Les lois se succèdent rapidement. C’est sans doute pour se mieux corriger. En témoignent les lois de finances votées en décembre 2 009. A peine adoptée la loi de finances pour 2 010, le 10 décembre 2 009, une nouvelle loi de finances rectificative pour 2 009, du 30 décembre de la même année, venait déjà l’amender, et il ne s’agit pas d’amendements marginaux !
L’article 101 de la loi de finances pour 2 010 disposait que contrairement aux règles retenues jusque là , les dividendes perçus à compter de 2009 devaient être pris en compte intégralement pour le calcul du bouclier fiscal, sans déduction de l’abattement de 40% pris en compte pour le calcul de l’impôt sur le revenu.
Moins de deux semaines plus tard, l’article 56 de la loi de finances rectificative pour 2 009 est venu modifier cette disposition pour l’atténuer de manière dégressive en prévoyant de retenir les dividendes dans le calcul du bouclier fiscal à raison de 70% des dividendes perçus en 2 009, 80% de ceux à percevoir en 2 010 et 90% de ceux qui seront reçus en 2 011.
Cet assouplissement de la règle nouvelle est plutôt salutaire. Mais fallait-il changer déjà les modalités de mise en œuvre du bouclier fiscal qui au bout de trois ans commençait seulement à rassurer les détenteurs français de patrimoines importants ? Ces changements incessants ne les inciteront pas à rester en France.
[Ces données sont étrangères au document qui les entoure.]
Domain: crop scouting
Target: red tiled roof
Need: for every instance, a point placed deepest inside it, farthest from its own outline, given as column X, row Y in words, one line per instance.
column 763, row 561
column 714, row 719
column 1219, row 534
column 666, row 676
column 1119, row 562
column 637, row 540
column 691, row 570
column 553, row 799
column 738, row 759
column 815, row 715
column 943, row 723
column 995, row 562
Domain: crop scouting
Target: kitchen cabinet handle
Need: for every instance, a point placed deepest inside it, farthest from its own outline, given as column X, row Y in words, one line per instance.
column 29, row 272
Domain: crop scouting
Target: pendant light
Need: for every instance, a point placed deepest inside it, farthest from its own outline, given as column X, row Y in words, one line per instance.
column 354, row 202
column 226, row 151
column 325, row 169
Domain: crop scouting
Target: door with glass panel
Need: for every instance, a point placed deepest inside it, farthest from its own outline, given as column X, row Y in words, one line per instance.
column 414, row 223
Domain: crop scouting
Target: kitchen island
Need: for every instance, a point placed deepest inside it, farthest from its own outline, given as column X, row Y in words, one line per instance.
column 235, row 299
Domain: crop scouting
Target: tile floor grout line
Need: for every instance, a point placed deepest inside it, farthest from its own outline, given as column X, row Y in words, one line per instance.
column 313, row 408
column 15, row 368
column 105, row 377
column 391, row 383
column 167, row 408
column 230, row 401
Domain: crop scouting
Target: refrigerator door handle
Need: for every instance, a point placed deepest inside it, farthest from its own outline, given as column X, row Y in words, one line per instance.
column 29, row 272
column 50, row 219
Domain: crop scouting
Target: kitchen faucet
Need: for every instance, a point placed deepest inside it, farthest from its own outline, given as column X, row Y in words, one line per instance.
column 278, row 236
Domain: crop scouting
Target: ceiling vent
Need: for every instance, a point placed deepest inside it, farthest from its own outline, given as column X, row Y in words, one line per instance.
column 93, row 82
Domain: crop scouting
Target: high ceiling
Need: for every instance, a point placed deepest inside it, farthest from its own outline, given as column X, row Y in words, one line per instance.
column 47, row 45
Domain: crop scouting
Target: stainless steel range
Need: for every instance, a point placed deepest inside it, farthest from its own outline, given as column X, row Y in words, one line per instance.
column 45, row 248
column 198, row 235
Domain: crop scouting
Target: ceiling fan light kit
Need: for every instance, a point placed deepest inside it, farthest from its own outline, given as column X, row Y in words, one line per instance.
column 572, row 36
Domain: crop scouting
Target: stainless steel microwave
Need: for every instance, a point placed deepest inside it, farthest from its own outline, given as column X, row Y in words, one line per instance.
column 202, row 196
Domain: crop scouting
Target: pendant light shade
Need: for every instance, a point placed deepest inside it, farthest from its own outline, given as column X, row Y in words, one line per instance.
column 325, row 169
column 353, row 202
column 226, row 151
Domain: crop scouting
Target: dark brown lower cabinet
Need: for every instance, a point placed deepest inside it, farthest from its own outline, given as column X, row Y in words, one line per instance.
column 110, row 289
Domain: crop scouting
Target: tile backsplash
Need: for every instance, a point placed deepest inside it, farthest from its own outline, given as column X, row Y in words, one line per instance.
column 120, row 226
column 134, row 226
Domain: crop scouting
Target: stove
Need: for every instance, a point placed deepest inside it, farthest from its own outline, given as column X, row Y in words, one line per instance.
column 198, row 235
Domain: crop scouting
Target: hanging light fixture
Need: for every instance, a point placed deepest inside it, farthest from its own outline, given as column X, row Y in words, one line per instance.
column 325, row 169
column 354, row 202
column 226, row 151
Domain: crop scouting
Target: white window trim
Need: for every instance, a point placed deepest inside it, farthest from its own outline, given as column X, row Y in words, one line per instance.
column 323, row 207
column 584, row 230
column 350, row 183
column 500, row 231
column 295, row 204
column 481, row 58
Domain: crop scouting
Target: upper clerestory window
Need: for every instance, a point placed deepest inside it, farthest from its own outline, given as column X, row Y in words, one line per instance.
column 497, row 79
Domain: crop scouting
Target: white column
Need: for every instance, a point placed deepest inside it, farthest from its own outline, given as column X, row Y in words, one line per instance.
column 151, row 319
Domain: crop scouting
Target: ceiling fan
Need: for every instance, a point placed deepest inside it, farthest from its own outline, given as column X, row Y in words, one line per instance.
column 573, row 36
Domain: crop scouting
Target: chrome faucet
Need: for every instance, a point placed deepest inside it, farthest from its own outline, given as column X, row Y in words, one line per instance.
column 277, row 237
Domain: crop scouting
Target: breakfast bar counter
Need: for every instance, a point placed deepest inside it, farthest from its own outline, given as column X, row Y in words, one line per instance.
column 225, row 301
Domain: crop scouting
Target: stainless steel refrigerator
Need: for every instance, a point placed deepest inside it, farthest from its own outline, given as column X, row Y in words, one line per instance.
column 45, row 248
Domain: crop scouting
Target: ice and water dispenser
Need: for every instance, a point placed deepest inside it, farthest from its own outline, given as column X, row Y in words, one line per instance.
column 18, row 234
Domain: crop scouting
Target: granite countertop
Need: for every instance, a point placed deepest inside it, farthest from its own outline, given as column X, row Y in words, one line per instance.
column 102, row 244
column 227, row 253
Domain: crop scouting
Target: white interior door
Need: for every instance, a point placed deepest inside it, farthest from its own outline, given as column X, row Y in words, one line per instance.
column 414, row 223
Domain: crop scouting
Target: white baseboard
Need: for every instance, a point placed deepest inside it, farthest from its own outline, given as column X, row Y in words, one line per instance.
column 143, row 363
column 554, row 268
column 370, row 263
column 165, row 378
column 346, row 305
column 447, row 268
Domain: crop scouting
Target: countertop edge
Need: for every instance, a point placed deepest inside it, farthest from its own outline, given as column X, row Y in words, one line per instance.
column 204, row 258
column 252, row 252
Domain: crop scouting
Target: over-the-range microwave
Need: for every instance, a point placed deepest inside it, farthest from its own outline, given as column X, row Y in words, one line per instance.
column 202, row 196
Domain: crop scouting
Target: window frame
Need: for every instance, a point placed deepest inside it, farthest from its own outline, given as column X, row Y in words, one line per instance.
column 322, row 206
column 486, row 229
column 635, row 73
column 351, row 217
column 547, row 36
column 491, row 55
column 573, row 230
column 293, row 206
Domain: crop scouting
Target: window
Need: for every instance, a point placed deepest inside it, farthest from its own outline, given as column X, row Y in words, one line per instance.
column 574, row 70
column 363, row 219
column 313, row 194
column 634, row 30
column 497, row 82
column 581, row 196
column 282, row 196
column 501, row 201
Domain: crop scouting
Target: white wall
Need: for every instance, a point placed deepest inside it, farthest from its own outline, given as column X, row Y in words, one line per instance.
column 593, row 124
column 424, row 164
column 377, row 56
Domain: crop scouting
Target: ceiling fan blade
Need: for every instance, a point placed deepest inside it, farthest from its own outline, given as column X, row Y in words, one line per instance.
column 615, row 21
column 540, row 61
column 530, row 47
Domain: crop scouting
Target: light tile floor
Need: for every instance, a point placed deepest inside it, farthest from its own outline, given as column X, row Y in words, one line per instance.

Plus généralement cet épisode illustre l’instabilité fiscale dont souffrent nos démocraties modernes. Le parlementarisme est malade de sa propre logorrhée législative. La production parlementaire s’étire comme un long fleuve illisible ainsi que la loi de finances abolissant la taxe professionnelle pour la remplacer par la nouvelle Contribution Economique Territoriale en est la démonstration flagrante. Les lois ne se lisent plus et se contredisent. Elles deviennent incertaines, à l’encontre de ce qu’elles devraient être presque par définition.
Il conviendrait donc peut-être, pour assagir la loi, d’en revenir à l’usage locrien cité avec admiration par Démosthène : « Quiconque propose une loi nouvelle le fait la corde au cou. La proposition paraît-elle louable et utile, l’auteur se retire, la vie sauve. Sinon, on serre la corde et c’est la mort». A Athènes, indique Jacqueline de Romilly, « si quelque texte avait été adopté, qui, sur un point ou sur un autre, fût en contradiction avec d’autres lois, n’importe quel citoyen pouvait, n’importe quand, intenter à l’auteur de cette loi soit une action en illégalité, soit une action en établissement de loi préjudiciable à l’Etat. L’action en illégalité était grave : elle pouvait entraîner des amendes considérables, parfois même la mort. Elle fut, dans toute l’histoire athénienne, la garantie contre une démocratie trop imprudente».
Nos législateurs ne manquent-ils pas aujourd’hui trop souvent de prudence ? Sans pour autant revenir aux anciens usages grecs, le Conseil constitutionnel pourra sans doute, dans sa nouvelle vigueur, rappeler aux parlementaires quelques règles essentielles de saine législation, de la tempérance à la non rétroactivité, de la qualité de la rédaction à la sagesse du texte. Le fait même que certains parlementaires s’en offusquent à l’avance traduit bien leur embarras ; le législateur est troublé par ses propres vicissitudes.